Die wachsende Kriegsgefahr wirkte sich ebenfalls konkret auf die Bautätigkeit des Zellstoffwerkes aus. 1938 begannen die Planungen für einen Luftschutz-Stollen, der in den Hang unterhalb des heutigen Hallenbades hineingebaut wurde. Einer der Eingänge lag später hinter dem Laugenturm. Auf obigem Bild ist bei genauem Hinsehen die dem Eingang vorgelagerte, palisadenartige und wohl aus Holzstämmen bestehende Splitterschutzwand zu erkennen. Beim Bau des neuen Röstofengebäudes 1949 muss der Stollen jedoch im Wege gewesen, und überwiegend beseitigt worden sein.
Blick auf das erweiterte Kochergebäude vom Südwall aus (AZ vom 07.11.1964)

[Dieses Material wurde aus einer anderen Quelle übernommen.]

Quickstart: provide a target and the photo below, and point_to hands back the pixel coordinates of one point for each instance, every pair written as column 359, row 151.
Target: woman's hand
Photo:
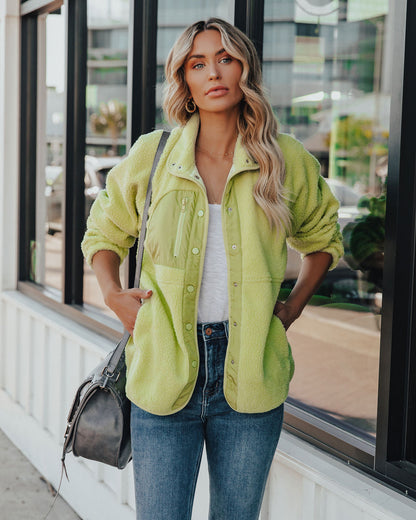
column 285, row 313
column 126, row 303
column 313, row 271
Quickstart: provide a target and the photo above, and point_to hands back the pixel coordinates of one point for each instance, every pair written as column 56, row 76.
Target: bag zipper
column 180, row 227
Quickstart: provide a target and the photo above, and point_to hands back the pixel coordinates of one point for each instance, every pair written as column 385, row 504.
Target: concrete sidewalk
column 24, row 493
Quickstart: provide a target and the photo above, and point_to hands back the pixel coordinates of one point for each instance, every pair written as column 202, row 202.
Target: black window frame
column 391, row 458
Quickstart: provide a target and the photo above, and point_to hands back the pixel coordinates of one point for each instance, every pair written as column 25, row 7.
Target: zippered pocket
column 179, row 231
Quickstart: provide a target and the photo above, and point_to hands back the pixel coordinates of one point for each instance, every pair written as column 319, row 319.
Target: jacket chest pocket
column 169, row 228
column 179, row 231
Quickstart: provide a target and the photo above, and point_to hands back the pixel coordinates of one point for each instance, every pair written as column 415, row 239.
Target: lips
column 217, row 90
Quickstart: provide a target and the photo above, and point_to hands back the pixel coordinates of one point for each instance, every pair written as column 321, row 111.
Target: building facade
column 80, row 80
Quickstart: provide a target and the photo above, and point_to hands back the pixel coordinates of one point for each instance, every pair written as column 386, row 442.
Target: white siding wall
column 44, row 356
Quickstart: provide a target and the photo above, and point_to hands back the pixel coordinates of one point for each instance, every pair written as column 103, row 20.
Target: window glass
column 173, row 18
column 46, row 250
column 106, row 105
column 327, row 69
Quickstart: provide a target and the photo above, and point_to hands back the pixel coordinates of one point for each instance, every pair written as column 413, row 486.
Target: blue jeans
column 167, row 449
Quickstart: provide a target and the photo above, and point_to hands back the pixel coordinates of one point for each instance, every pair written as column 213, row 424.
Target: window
column 106, row 110
column 46, row 248
column 331, row 89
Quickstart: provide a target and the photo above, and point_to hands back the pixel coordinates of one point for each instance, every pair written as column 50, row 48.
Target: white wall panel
column 42, row 367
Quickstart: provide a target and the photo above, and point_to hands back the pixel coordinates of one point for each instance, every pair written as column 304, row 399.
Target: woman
column 209, row 362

Am 01. September begann der 2. Weltkrieg. Schon die ersten Kriegswochen führten zu Produktionseinschränkungen. Bewährte Fachkräfte wurden zum Kriegsdienst eingezogen. Die Kohlenzufuhren stockten, es fehlte an wichtigen Hilfsstoffen und Improvisationen gehörten zum Alltag. Dennoch wurden auch diese widrigen Umstände bald soweit gemeistert, dass gegen Ende des ersten Kriegsjahres die Produktion fast wieder den Vorkriegsstand erreichte. Und trotz der ungünstigen Verhältnisse während des Krieges wurden weitere Projekte begonnen und ausgeführt. So begann 1940 die Planung zum Bau des schon erwähnten neuen Laugenturmes, und 1941 erfolgte mit dem Bau eines neues Pförtner- und Wiegehauses, sowie eines Sanitäts- und Feuerspritzengebäudes die völlige Neugestaltung des Werkseinganges vor der Spritfabrik.